APOL1 Sequencing
Test Mnemonic
APOL1S
CPT Codes
- 81479 - QTY (1)
Performing Laboratory
Knight Diagnostic Laboratories
Specimen Requirements
Volume | Type | Container | Collect Temperature | Transport Temperature | Special Instructions |
---|---|---|---|---|---|
5 mL | Whole blood | EDTA (Lavender) | Refrigerated | Must submit the Molecular Genetics test requisition form with the specimen. Please include detailed clinical information including ethnicity, clinical history, and family history. Send specimen with cold pack. |
Alternate Specimen Requirements
Volume | Type | Container | Collect Temperature | Transport Temperature | Special Instructions |
---|---|---|---|---|---|
10 ug | Extracted DNA | ACD A or B (Yellow) | Refrigerated | 10 ug extracted DNA (from whole blood ONLY) at minimum of 100 ng/uL. Must submit the Molecular Genetics test requisition form with the specimen. Please include detailed clinical information including ethnicity, clinical history, and family history. | |
10 ug | Extracted DNA | EDTA (Lavender) | Refrigerated | 10 ug extracted DNA (from whole blood ONLY) at minimum of 100 ng/uL. Must submit the Molecular Genetics test requisition form with the specimen. Please include detailed clinical information including ethnicity, clinical history, and family history. | |
5 mL | Whole blood | ACD A or B (Yellow) | Refrigerated | Must submit the Molecular Genetics test requisition form with the specimen. Please include detailed clinical information including ethnicity, clinical history, and family history.
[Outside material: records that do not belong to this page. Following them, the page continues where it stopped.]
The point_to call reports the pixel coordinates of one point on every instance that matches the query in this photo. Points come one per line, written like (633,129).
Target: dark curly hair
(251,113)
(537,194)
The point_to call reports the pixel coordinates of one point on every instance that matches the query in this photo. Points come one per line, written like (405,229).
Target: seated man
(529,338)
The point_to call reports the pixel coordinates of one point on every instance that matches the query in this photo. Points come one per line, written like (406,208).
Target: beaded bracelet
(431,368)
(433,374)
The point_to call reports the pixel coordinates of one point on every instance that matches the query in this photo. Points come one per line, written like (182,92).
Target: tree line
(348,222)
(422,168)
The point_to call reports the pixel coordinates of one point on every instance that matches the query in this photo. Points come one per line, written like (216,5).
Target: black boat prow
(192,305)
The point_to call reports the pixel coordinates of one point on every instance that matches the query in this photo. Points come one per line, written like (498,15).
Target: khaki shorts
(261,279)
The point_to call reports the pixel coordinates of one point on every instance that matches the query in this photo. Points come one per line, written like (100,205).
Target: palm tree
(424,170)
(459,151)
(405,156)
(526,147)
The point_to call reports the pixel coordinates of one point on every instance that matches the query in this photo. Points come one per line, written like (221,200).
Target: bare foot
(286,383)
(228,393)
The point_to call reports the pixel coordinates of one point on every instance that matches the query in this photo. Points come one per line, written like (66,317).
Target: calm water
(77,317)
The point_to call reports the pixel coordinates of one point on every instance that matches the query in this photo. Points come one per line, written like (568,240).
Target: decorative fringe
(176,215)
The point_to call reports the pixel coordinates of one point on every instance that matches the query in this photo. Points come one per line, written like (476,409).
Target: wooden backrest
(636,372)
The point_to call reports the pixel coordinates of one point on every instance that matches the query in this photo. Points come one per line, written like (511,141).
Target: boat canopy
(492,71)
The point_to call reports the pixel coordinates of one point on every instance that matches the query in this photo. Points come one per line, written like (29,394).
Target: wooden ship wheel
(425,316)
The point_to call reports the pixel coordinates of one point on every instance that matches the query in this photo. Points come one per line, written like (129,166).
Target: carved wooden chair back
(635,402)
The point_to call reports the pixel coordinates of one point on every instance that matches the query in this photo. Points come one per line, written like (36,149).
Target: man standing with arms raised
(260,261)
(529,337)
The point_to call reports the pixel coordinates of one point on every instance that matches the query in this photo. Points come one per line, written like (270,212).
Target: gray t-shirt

Send specimen with cold pack. |
Minimum Specimen Requirements
Volume | Type | Container | Collect Temperature | Transport Temperature | Special Instructions |
---|---|---|---|---|---|
0.2 mL | Absolute minimum with a normal WBC count. Preferred volumes are 5 mL for adult and child, 2 - 3 mL for infant. |
Stability
Environmental Condition | Description |
---|---|
Refrigerated | 7 days |
Days Performed
Varies
Turnaround Time
8 - 16 days
Methodology
Name | Description |
---|---|
Sequencing |
Special Info
Prior to any genetic testing we recommend genetic counseling. MUST submit Molecular Genetics test requisition form with specimen. Ethnicity MUST be included. Include detailed information including ethnicity, clinical history and family history. Package and ship specimen to remain cold, but not frozen. Ship via overnight express (FedEx).
Clinical Info
Compared to individuals without recent African ancestry, African Americans have high rates of kidney disease. Two independent polymorphisms in the APOL1 gene have been shown to be likely associated with the following forms of kidney disease: focal segmental glomerulosclerosis (FSGS) and hypertension-attributed end-stage kidney disease (H-ESKD). The first polymorphism, termed G1, is a two-locus APOL1 polymorphic allele consisting of c.1024A>G; p.Ser342Gly (rs73885319) and c.1152T>G; p.Ile384Met (rs60910145); the second polymorphism, termed G2, is a 6-base pair deletion c.1164_1169delTTATAA (rs71785313). Individuals carrying two risk alleles (G1/G2) have an odds ratio of 7.3 of developing renal disease as compared to individuals carrying neither G1 or G2, while individuals carrying only one risk allele (G1 or G2) have an odds ratio of just 1.26 as compared to individuals carrying neither G1 or G2. A recessive model of inheritance best explains this finding. These APOL1 risk polymorphisms for kidney disease occur in more than 30% of African-American chromosomes while virtually absent in non-African chromosomes. Natural selection provides a plausible explanation as either of the resulting variant proteins provides heightened Trypanosoma lytic activity for heterozygotes with little increased risk for kidney disease. Reasons for Referral: Determination of c.1024A>G, c.1152T>G, and c.1164_1169delTTATAA status: Prior to donation of a kidney, as a limited diagnostic tool, for determination of carrier status. Methodology: Targeted gene sequencing of APOL1 exon 6 in which c.1024A>G, c.1152T>G, and c.1164_1169delTTATAA are embedded. References: 1. S.B. Satko, et al. Kidney Int. suppl 67, (s94), S46 (2005). 2. G. Genovese, et al. Science 329: 841-845 (2010). 3.D. Cohen, et al. Transplantation 92:722-725 (2011).